Bijzondere categorieën van persoonsgegevens verdienen bijzondere bescherming

08 februari 2021 | dJ Talks

De GDPR maakt een onderscheid tussen gewone persoonsgegevens en bijzondere categorieën van persoonsgegevens. Sommige gegevens van een individu zijn zo gevoelig van aard, dat ze extra bescherming krijgen van de GDPR. Om bijzondere categorieën van persoonsgegevens te verwerken moet je als verwerker of verwerkingsverantwoordelijke aan strengere voorwaarden voldoen in vergelijking met de verwerking van gewone persoonsgegevens. Sterker nog, verwerking ervan is zelfs verboden, tenzij je kan terugvallen op een wettelijke uitzonderingsgrond.

Gevoelig is al snel bijzonder

Vaak omschrijft men deze ‘bijzondere categorieën van persoonsgegevens’ ook als ‘gevoelige gegevens’. ‘Gevoelige gegevens’ staat als dusdanig echter niet in de GDPR zelf, al zal je het wel op die manier in de praktijk tegenkomen. We moeten er ons echter van bewust zijn dat wat voor de ene gevoelig is, dat misschien niet is voor de andere. Het heeft daar dan ook niets mee te maken, maar wel met gevoeligheid in de betekenis dat, bij eventueel misbruik, er een veel grotere impact kan zijn op de privacy van een individu.

Het uitgangspunt is dan ook dat verwerking van dergelijke gegevens verboden is, maar er zijn een aantal welbepaalde situaties (zogenoemde “wettelijke uitzonderingen”) voorzien in de GDPR waarin de verwerking van deze gegevens tóch mogelijk is.

Maar wat is bijzonder?

Welke persoonsgegevens vallen dan in deze bijzondere categorieën? Wel, dat zijn er heel wat. Vanuit een vermoeden van gevoeligheid, definieert de GDPR de volgende soorten van persoonsgegevens als bijzondere persoonsgegevens:

  • Persoonsgegevens waaruit iemands ras of etnische afkomst, politieke opvattingen, religieuze of levensbeschouwelijke overtuigingen blijken;
  • Lidmaatschap van een vakbond;
  • Gezondheidsgegevens;
  • Gegevens met betrekking tot iemands seksueel gedrag of seksuele gerichtheid.
  • Persoonsgegevens mbt strafrechtelijke veroordelingen en strafbare feiten
  • Genetische gegevens;
  • Biometrische gegevens die enkel worden verwerkt om een persoon te identificeren.

Aangezien een bijzonder regime gecreëerd wordt voor deze gegevens, moet je deze lijst dan ook als volledig te beschouwen.

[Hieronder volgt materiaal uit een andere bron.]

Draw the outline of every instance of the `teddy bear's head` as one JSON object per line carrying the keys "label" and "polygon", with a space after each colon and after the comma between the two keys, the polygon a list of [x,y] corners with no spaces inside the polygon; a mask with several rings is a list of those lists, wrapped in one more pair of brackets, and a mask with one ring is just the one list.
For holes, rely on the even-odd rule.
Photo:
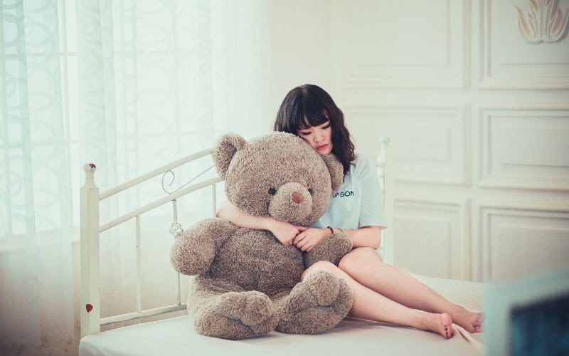
{"label": "teddy bear's head", "polygon": [[344,179],[342,165],[334,155],[322,156],[286,132],[248,142],[225,135],[213,159],[231,204],[250,215],[306,226],[324,214]]}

Er zijn geen andere gegevens die de GDPR als gevoelig kwalificeert.

Dit betekent dat bv. bankkaartgegevens, hoewel het denkbaar is dat dit soms indruist tegen de intuïtie van mensen, niet tot deze speciale categorie van gegevens behoren.

Hou er echter wel rekening mee dat deze soorten op zich zeer ruim worden geïnterpreteerd! Een brede interpretatie sluit immers aan bij het streven van de GDPR naar een zo ruim mogelijke persoonsgegevensbescherming.

Zo zijn gezondheidsgegevens eigenlijk alle gegevens die iets zeggen over iemands gezondheidstoestand. Zelfs de loutere vaststelling dat iemand gezond is, is dus een bijzonder persoonsgegeven.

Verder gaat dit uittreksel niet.